Perhaps Jeff Leventhal, partner and managing director at HighTower Bethesda, summed it up best.
“The issue I see here is that if the data doesn't improve at some point, and we head in another direction, what tools will we have if we go back into another recession?” he said. “There are consequences to leaving rates too low for too long.”
In essence, responsible adults are going to worry about the very real long-term effects of a monetary policy that has pushed the Fed's balance sheet to more than $3.6 trillion and climbing.
When Mr. Bernanke first started talking publicly about specific tapering targets -- even though we know now he was just kidding -- the market had an initial reaction.
Even a slight reduction in purchasing by such a major bond-buyer as the United States government would surely have an impact on yields, and the markets adjusted accordingly.
And so, the bond market, being possibly the most efficient and forward-acting of all financial markets, was considered to be well-positioned for the tapering to begin this month.
That is until Mr.

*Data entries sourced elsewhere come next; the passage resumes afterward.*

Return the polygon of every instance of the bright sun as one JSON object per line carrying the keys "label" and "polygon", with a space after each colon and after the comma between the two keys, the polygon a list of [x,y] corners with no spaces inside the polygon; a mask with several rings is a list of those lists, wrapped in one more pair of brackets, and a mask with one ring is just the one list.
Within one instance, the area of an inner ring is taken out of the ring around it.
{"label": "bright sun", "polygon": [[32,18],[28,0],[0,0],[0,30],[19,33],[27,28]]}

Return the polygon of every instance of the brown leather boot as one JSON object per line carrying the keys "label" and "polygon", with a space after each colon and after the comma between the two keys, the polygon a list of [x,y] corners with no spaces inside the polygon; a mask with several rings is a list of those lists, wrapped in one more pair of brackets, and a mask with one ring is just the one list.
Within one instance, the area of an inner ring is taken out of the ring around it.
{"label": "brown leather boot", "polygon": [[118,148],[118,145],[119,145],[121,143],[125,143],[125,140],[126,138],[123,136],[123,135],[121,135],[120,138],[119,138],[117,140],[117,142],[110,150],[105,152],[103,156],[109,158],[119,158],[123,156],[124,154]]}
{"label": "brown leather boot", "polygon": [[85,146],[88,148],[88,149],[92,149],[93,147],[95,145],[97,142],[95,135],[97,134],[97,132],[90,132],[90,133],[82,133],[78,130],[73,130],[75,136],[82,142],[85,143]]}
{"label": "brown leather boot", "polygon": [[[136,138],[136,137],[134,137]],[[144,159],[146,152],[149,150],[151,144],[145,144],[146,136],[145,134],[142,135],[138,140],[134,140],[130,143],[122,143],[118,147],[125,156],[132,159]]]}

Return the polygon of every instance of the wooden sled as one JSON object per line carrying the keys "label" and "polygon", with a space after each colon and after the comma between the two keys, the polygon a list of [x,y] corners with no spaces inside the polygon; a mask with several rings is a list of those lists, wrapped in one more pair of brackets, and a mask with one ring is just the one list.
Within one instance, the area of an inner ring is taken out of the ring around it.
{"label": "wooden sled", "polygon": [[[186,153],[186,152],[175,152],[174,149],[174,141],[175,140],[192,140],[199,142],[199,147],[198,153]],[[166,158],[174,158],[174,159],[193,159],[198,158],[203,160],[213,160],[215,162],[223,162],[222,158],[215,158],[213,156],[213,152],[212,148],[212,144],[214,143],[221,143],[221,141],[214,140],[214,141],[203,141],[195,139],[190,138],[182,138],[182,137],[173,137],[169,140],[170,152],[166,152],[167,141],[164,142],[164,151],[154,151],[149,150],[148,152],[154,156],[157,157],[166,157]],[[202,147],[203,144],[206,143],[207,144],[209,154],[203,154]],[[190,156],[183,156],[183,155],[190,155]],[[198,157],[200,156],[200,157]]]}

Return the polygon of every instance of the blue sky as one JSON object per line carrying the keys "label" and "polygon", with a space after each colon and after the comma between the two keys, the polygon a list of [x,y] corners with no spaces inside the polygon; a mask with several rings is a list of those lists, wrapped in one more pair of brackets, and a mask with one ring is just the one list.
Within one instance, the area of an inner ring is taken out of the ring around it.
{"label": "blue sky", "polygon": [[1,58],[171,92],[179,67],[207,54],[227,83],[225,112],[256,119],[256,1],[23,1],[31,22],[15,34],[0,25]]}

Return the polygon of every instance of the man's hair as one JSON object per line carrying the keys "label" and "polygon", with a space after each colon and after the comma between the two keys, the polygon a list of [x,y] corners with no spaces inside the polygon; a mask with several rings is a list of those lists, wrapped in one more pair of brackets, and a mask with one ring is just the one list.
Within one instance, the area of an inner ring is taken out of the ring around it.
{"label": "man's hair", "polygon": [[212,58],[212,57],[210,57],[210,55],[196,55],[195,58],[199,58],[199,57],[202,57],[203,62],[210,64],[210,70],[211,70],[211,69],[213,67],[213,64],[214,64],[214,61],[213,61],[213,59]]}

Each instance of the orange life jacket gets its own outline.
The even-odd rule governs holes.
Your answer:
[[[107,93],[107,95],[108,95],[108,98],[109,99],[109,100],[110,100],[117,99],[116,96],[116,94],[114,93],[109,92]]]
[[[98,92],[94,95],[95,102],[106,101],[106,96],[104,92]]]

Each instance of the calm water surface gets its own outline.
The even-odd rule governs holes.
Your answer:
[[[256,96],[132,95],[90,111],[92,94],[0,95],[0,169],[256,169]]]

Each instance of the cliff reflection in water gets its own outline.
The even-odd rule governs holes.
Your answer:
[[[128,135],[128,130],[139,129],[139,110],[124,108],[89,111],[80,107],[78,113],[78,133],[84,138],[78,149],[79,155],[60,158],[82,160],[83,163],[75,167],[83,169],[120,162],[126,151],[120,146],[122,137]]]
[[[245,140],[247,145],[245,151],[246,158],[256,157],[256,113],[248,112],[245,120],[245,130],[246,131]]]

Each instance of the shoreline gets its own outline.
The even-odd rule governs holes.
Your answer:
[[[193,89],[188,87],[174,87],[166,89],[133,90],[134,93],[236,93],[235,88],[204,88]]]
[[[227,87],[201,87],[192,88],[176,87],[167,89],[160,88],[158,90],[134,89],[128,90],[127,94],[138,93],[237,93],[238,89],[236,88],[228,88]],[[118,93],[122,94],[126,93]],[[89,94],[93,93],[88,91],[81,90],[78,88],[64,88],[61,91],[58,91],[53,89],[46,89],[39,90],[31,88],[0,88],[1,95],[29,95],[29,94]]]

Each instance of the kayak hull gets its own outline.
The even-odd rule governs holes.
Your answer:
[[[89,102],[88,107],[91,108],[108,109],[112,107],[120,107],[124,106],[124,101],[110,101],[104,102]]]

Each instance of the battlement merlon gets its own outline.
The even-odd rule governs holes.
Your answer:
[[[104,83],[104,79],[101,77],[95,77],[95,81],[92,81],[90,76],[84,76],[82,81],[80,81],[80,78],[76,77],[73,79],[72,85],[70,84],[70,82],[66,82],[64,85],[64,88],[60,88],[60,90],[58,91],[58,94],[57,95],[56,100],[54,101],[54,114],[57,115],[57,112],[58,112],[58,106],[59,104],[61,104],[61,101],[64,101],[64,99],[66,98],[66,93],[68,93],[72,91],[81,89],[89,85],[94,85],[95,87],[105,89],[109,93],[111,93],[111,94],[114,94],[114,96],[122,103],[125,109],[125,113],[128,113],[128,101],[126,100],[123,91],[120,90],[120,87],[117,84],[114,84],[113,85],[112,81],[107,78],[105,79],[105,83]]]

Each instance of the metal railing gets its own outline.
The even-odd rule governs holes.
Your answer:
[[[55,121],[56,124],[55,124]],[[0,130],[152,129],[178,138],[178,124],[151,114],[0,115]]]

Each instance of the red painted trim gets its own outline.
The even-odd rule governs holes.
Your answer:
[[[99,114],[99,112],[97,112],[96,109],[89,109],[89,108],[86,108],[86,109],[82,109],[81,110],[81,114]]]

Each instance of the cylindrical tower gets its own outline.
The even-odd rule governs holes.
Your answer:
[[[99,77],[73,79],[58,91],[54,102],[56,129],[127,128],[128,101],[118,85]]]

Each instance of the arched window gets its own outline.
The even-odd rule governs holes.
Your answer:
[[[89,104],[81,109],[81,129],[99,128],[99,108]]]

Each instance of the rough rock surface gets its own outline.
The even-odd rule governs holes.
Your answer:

Bernanke reminded us that the economy is not as strong as he had hoped it would be at this point, so he will keep the training wheels on for a bit longer.
How much longer? That's where things start to get foggy again. If one considers the Fed's dual mandate of managing inflation and unemployment, it would be difficult to imagine any major changes this year, especially with the looming debt ceiling debate and more Washington budget battles around the next bend.
Thus, the markets charge forward, riding paradoxically high on the Fed's subtext that even after more than five years of unprecedented support, the economy is not yet strong enough to even attempt standing on its own.
“We've been doing this quantitative easing for so long that people have forgotten that it is not normal operating procedure,” said Rick Platte, co-manager of the Ave Maria Rising Dividend Fund (AVEDX).
“Tapering might have had a short-term negative impact on markets, but I wonder if it wouldn't have also been a psychological positive by showing that the economy is getting stronger,” he added. “By continuing with the meds, it just keeps reminding everyone how sick the patient is.”